RIPPER: a framework for MS1 only metabolomics and proteomics label-free relative quantification

Susan K Van Riper; LeeAnn Higgins; John V Carlis; Timothy J Griffin

doi:10.1093/bioinformatics/btw091

. 2016 Feb 18;32(13):2035–2037. doi: 10.1093/bioinformatics/btw091

RIPPER: a framework for MS1 only metabolomics and proteomics label-free relative quantification

Susan K Van Riper ^1,^2,^*, LeeAnn Higgins ³, John V Carlis ⁴, Timothy J Griffin ³

PMCID: PMC4920113 PMID: 27153682

Abstract

Summary: RIPPER is a framework for mass-spectrometry-based label-free relative quantification for proteomics and metabolomics studies. RIPPER combines a series of previously described algorithms for pre-processing, analyte quantification, retention time alignment, and analyte grouping across runs. It is also the first software framework to implement proximity-based intensity normalization. RIPPER produces lists of analyte signals with their unnormalized and normalized intensities that can serve as input to statistical and directed mass spectrometry (MS) methods for detecting quantitative differences between biological samples using MS.

Availability and implementation: http://www.z.umn.edu/ripper.

Contact: vanr0014@umn.edu

Supplementary information: Supplementary data are available at Bioinformatics online.

1 Introduction

Biological studies using liquid chromatography (LC) and high-resolution mass spectrometry (MS) have the potential to aid the investigation of molecular mechanisms by discovering biological markers. Two important ‘omics research areas utilizing LC-MS are metabolomics and proteomics; both face similar challenges in producing repeatable and reproducible data (Kall and Vitek, 2011). To address these challenges, we recently introduced proximity-based intensity normalization (PIN) (Van Riper et al., 2014). To implement PIN, we created a new quantitative framework, RIPPER, for label-free quantification (LFQ). RIPPER has since become a valuable in-house tool for new MS-based quantitative method development. Because RIPPER does not rely on analyte identification before quantification, users can process MS1-only data for proteomic MS-based studies and generate an inclusion list for directed MS-based identification. By simply adjusting properties through a graphical user interface, users can also use RIPPER to extract analyte information for metabolomic studies, statistically analyze the results, and conduct further fragmentation experiments on metabolites of interest.

Here, we describe RIPPER, a Java-based framework that takes in mzXML files, extracts analyte features from MS1 spectral data and reports validated analyte signal intensities. Because it allows user-specified options and is written in Java, RIPPER accommodates a wide array of users on various platforms (OSX, Window and Linux). Finally, we compare RIPPER to other freely available software, namely MaxQuant (Cox and Mann, 2008), XCMS (Tautenhahn, et al., 2012) and MZMine (Pluskal et al., 2010). MaxQuant couples LFQ to identified peptides and proteins and is therefore not suitable to process MS1-only data. Furthermore, MaxQuant cannot process metabolomic data. XCMS is an online service for metabolomic data and is not well suited for proteomic data. MZMine can process both proteomic and metabolomic data and does not rely on identification prior to quantification.
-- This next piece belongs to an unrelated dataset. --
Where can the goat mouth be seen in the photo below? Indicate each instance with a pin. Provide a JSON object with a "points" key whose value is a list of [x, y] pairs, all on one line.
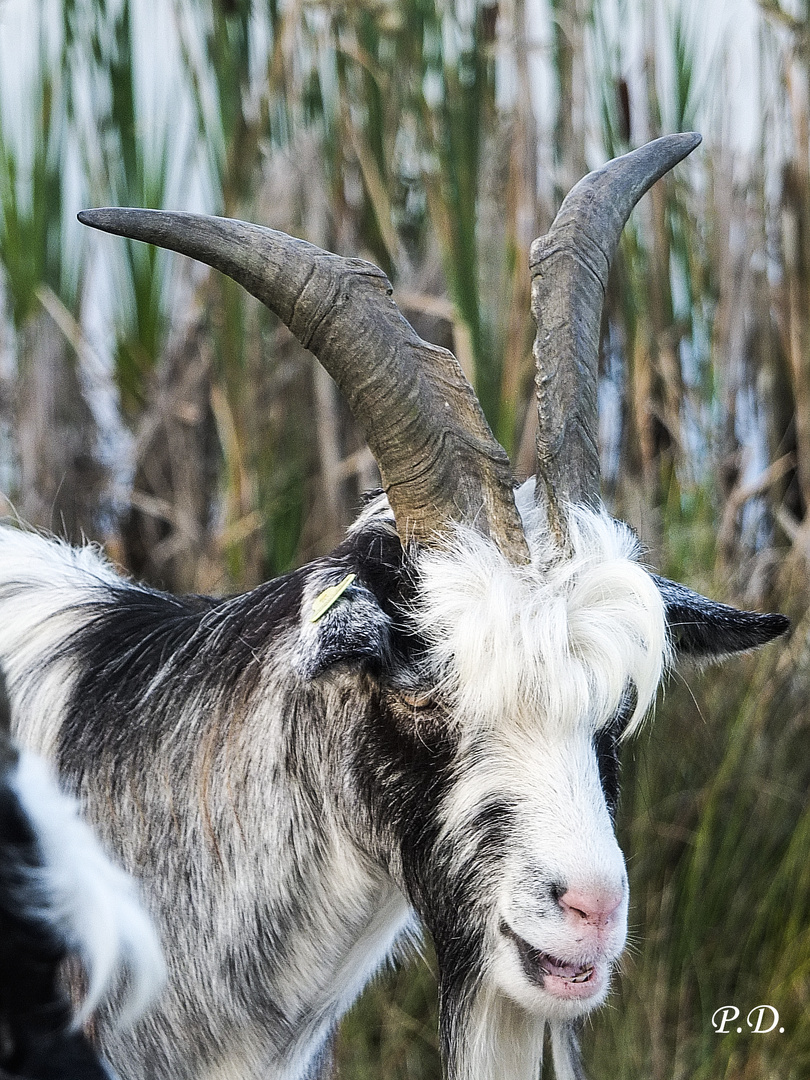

We therefore chose MZMine as a benchmark for RIPPER. We benchmarked RIPPER versus MZMine 2.18.1 using high-resolution metabolomic data and found that RIPPER identified six times as many analytes six times faster (see Supplementary Materials).

2 Algorithms

Using a simple graphical user interface, a user specifies input mzXML files (Pedrioli et al., 2004), output destination, experimental name, and advanced options. RIPPER then employs a series of algorithms for pre-processing, extracting analyte signals, normalization, retention time alignment and grouping analyte signals (Fig. 1). It outputs a comma-delimited file containing analyte signals, and for each, its un-normalized and, optionally, its normalized intensities. This output serves as input to external statistical methods, e.g. Student’s t-test, to find statistically significant quantitative analyte differences between biological samples.

2.1 Pre-processing

RIPPER extracts data from mzXML files using JRAP, Institute for Systems Biology (www.proteomecenter.org/software.php). It then uses a series of previously-described algorithms (Horn et al., 2000) for baseline correction using local medians, signal-to-noise thresholding and isotopic peak envelope detection. For each peak envelope, RIPPER constructs a deisotoped peak as a monoisotopic peak m/z—summed peak intensity pair. The result is a list of scans objects, each containing a list of deisotoped, real peaks.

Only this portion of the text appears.